Clarification sur l'abaya et la laïcité
Delitsdopinion : On dit que vous voulez revenir sur l'interdiction de l'abaya à l'école. Est-ce vrai ?Rodrigo Arenas : Non, je ne souhaite pas revenir sur cette interdiction. Je veux simplement que l'on respecte le droit.
Que voulez-vous dire ?Gabriel Attal a instauré une circulaire et sollicité l'avis du Conseil d'État. Celui-ci a confirmé à deux reprises que l'abaya est un signe ostentatoire musulman. Dès lors, ce vêtement n'a pas sa place dans les écoles de la République.
Pensez-vous que la circulaire d'interdiction était superflue ?La loi de 2004 est essentielle.
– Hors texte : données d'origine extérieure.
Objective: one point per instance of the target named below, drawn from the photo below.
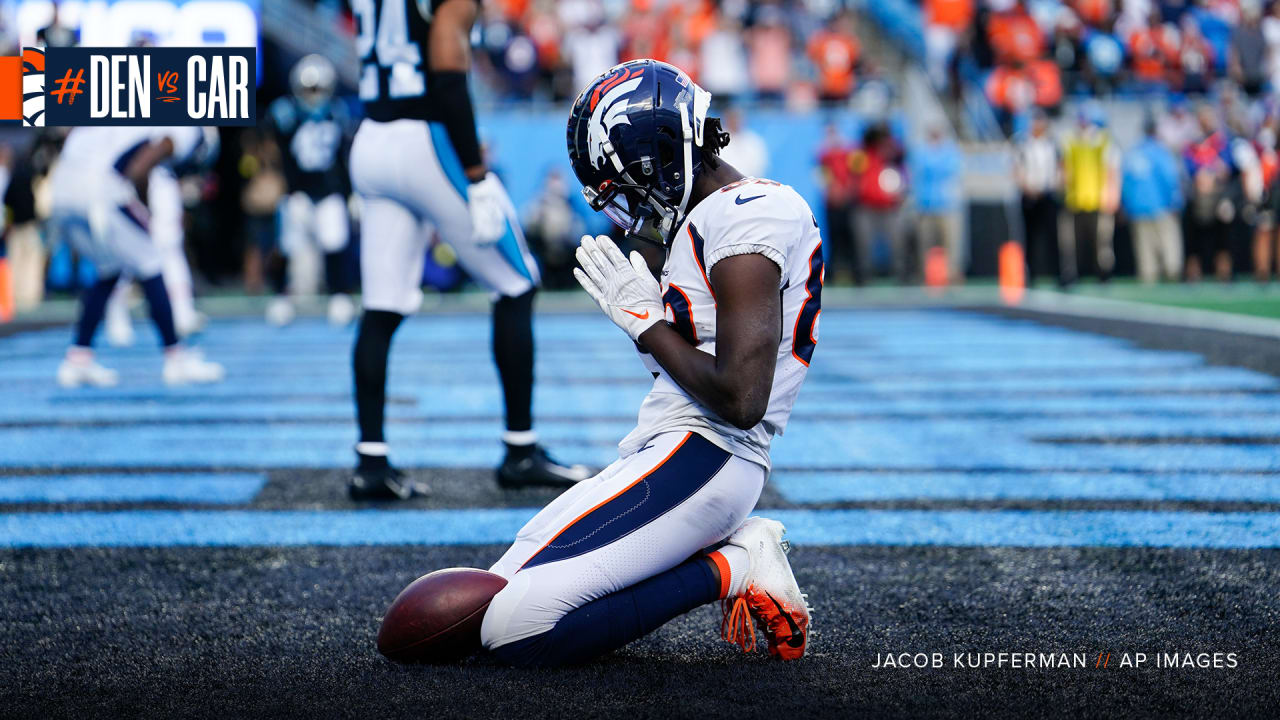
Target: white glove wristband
(624, 288)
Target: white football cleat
(83, 370)
(191, 324)
(769, 595)
(183, 365)
(279, 311)
(342, 310)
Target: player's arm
(448, 62)
(140, 165)
(735, 383)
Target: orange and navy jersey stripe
(676, 478)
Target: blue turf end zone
(214, 488)
(982, 528)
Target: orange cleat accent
(771, 597)
(785, 628)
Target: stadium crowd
(771, 51)
(1036, 53)
(1196, 195)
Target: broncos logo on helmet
(638, 136)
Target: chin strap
(691, 130)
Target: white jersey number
(388, 36)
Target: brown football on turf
(437, 618)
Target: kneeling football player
(727, 335)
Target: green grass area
(1243, 297)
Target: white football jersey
(748, 217)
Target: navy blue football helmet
(638, 136)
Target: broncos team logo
(33, 87)
(608, 105)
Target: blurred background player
(96, 205)
(164, 201)
(312, 132)
(416, 159)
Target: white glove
(488, 201)
(625, 290)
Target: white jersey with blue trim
(746, 217)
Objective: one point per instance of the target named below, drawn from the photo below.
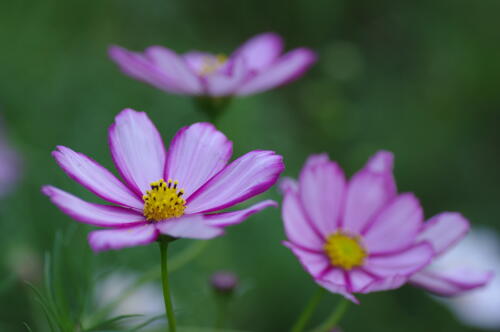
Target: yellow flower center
(345, 251)
(212, 63)
(163, 201)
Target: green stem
(334, 318)
(176, 263)
(166, 289)
(306, 314)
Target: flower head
(478, 251)
(458, 267)
(355, 236)
(174, 192)
(258, 65)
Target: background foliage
(419, 78)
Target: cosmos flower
(176, 192)
(355, 236)
(469, 264)
(451, 273)
(258, 65)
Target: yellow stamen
(212, 63)
(163, 201)
(345, 251)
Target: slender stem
(334, 318)
(175, 263)
(166, 289)
(306, 314)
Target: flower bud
(224, 282)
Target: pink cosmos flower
(258, 65)
(174, 192)
(447, 276)
(355, 236)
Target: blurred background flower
(419, 78)
(256, 66)
(480, 250)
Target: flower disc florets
(345, 251)
(163, 201)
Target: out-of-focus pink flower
(224, 282)
(356, 236)
(10, 164)
(480, 250)
(258, 65)
(174, 192)
(450, 274)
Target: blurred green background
(419, 78)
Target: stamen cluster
(212, 63)
(163, 201)
(345, 251)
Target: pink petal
(315, 263)
(322, 190)
(260, 51)
(444, 230)
(113, 239)
(235, 217)
(396, 227)
(384, 284)
(368, 192)
(405, 262)
(95, 178)
(137, 150)
(196, 60)
(139, 67)
(89, 213)
(197, 153)
(451, 282)
(288, 184)
(174, 66)
(247, 176)
(359, 280)
(192, 227)
(284, 70)
(298, 228)
(225, 83)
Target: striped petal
(114, 239)
(95, 178)
(196, 154)
(247, 176)
(137, 150)
(93, 214)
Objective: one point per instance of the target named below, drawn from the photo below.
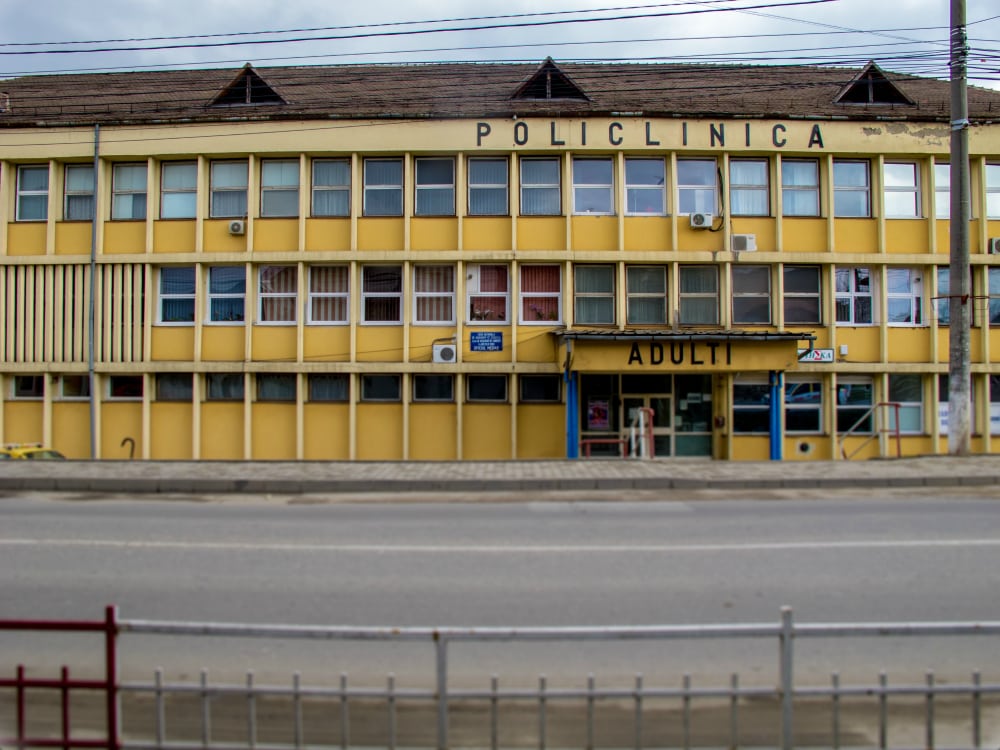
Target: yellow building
(488, 261)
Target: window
(486, 388)
(178, 190)
(174, 386)
(435, 187)
(434, 294)
(751, 406)
(646, 295)
(329, 387)
(540, 389)
(541, 294)
(696, 184)
(383, 187)
(803, 406)
(594, 298)
(128, 191)
(854, 296)
(699, 295)
(380, 388)
(488, 187)
(488, 291)
(540, 187)
(278, 293)
(279, 187)
(177, 289)
(802, 294)
(382, 294)
(851, 189)
(224, 386)
(79, 205)
(748, 191)
(276, 386)
(32, 193)
(942, 191)
(329, 294)
(331, 195)
(751, 294)
(227, 294)
(800, 187)
(904, 296)
(433, 387)
(907, 391)
(645, 187)
(855, 397)
(593, 186)
(902, 196)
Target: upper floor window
(748, 189)
(851, 188)
(645, 187)
(383, 187)
(593, 186)
(32, 193)
(279, 187)
(79, 187)
(488, 187)
(331, 189)
(696, 186)
(800, 187)
(178, 190)
(540, 187)
(902, 193)
(435, 179)
(128, 191)
(229, 188)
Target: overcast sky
(902, 35)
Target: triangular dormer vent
(871, 86)
(248, 88)
(549, 82)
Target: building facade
(489, 261)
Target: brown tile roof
(471, 90)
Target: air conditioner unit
(744, 243)
(701, 221)
(444, 353)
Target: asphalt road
(552, 562)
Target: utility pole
(960, 293)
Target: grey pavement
(354, 477)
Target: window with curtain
(278, 293)
(434, 294)
(594, 295)
(800, 187)
(229, 189)
(699, 295)
(177, 290)
(488, 187)
(32, 193)
(541, 295)
(128, 192)
(488, 289)
(331, 187)
(540, 187)
(329, 294)
(79, 205)
(646, 292)
(748, 187)
(382, 294)
(178, 190)
(227, 294)
(383, 187)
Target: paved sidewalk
(291, 477)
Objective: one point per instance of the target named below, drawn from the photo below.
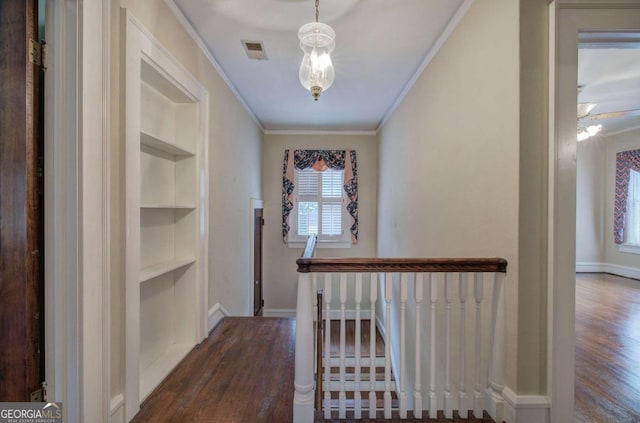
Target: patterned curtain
(320, 160)
(625, 162)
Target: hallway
(607, 349)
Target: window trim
(326, 241)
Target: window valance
(625, 162)
(320, 160)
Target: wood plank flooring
(243, 372)
(607, 349)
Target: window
(320, 196)
(319, 206)
(632, 217)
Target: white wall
(235, 152)
(449, 156)
(590, 195)
(280, 276)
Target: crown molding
(317, 132)
(442, 38)
(188, 27)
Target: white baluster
(403, 342)
(433, 298)
(342, 396)
(478, 288)
(417, 394)
(357, 410)
(314, 295)
(304, 384)
(327, 346)
(463, 405)
(373, 297)
(495, 375)
(388, 292)
(448, 297)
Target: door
(258, 223)
(21, 224)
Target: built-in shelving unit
(166, 212)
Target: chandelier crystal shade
(317, 41)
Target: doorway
(21, 204)
(256, 282)
(569, 20)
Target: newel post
(304, 384)
(497, 352)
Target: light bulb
(316, 70)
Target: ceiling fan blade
(584, 109)
(609, 115)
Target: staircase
(448, 342)
(356, 379)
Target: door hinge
(38, 53)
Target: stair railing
(441, 283)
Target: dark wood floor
(607, 349)
(231, 377)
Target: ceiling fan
(584, 112)
(586, 130)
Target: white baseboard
(335, 314)
(614, 269)
(525, 408)
(279, 312)
(590, 267)
(216, 314)
(116, 409)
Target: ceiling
(609, 74)
(380, 46)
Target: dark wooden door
(258, 223)
(20, 205)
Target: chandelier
(317, 41)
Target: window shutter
(332, 184)
(331, 218)
(308, 183)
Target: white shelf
(156, 270)
(162, 145)
(151, 377)
(168, 206)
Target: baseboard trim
(614, 269)
(525, 408)
(335, 314)
(116, 409)
(590, 267)
(216, 314)
(279, 312)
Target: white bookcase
(166, 212)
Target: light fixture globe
(317, 41)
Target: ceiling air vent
(254, 50)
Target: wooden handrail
(309, 264)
Elle complète la loi de 1905 en interdisant les signes ostensibles à l'école. Gabriel Attal avait raison de publier cette circulaire, mais elle devient superflue dès que le Conseil d'État a rendu son avis. La loi de 2004 s'applique désormais.
Sur l'entrisme islamiste
Y a-t-il un entrisme islamiste dans les écoles de la République ?Les faits concrets sont rares. Mais cela ne signifie pas que ces phénomènes n'existent pas. Il faut les affronter de manière appropriée. Les remises en question des enseignements ne se limitent pas à l'islam. De nombreux élèves contestent des connaissances pour des raisons identitaires religieuses. Je reproche à Emmanuel Macron et à ses gouvernements d'avoir supprimé les espaces de dialogue éducatif sur la place de la religion. Dès la maternelle, nous devons enseigner les valeurs de la République avec des pédagogies adaptées.
Définition de la laïcité
Quelle est votre définition de la laïcité ?Je défends la laïcité de 1905, celle d' Aristide Briand. La laïcité, c'est la séparation des églises et de l'État.
Êtes-vous isolé au sein de La France Insoumise avec ces valeurs ?Non. Tout le monde est laïc mais nous n'avons pas tous les mêmes moyens pour y parvenir. Depuis 2004, les temps ont changé. Nous vivons dans une ère numérique où l'accès aux connaissances est instantané. Nos enfants doivent trouver des réponses auprès d'enseignants qualifiés, pas de charlatans sur le web.
Accusations d'antisémitisme et de clientélisme
Admettez-vous qu'il y a un antisémitisme croissant dans La France Insoumise ?Non, je ne pense pas. Il est toutefois difficile de contrer une idée martelée par certains médias. Nous devons lutter contre l'antisémitisme par des actes concrets, non seulement en le dénonçant. Une action publique forte est nécessaire pour combattre toutes les discriminations, y compris le racisme et l'homophobie. Je regrette que nous nous soyons coupés du milieu associatif en milieu scolaire, qui pouvait aider sur ces questions.
Que répondez-vous à ceux qui accusent votre parti de clientélisme islamique ?La politique, c'est du clientélisme. Il y a du clientélisme avec les chasseurs, les femmes, et tous les pans de la société. Il y a du clientélisme avec ceux qui se considèrent victimes de discrimination, notamment nos concitoyens d'origine maghrébine. Beaucoup d'entre eux estiment que La France Insoumise les représente et les défend le mieux. Mais il est réducteur de limiter LFI à cela. Nous travaillons sur de nombreux autres sujets, notamment économiques, non toujours mis en avant. Résumer notre force politique à l'antisémitisme ou autres clichés est inexact.
Quel Premier ministre pour le Nouveau Front Populaire ?Celui qui le souhaite ! Je soutiendrai n'importe quel candidat désigné. J' ai un penchant pour la société civile car j'en viens. Nous devons agir rapidement pour ne pas désespérer l'électorat qui a fait barrage au Rassemblement National. Si nous échouons, le problème sera bien plus grand que le NFP. Si Macron continue à refuser la participation de La France Insoumise au gouvernement, il sera difficile de constituer un front républicain efficace contre Marine Le Pen.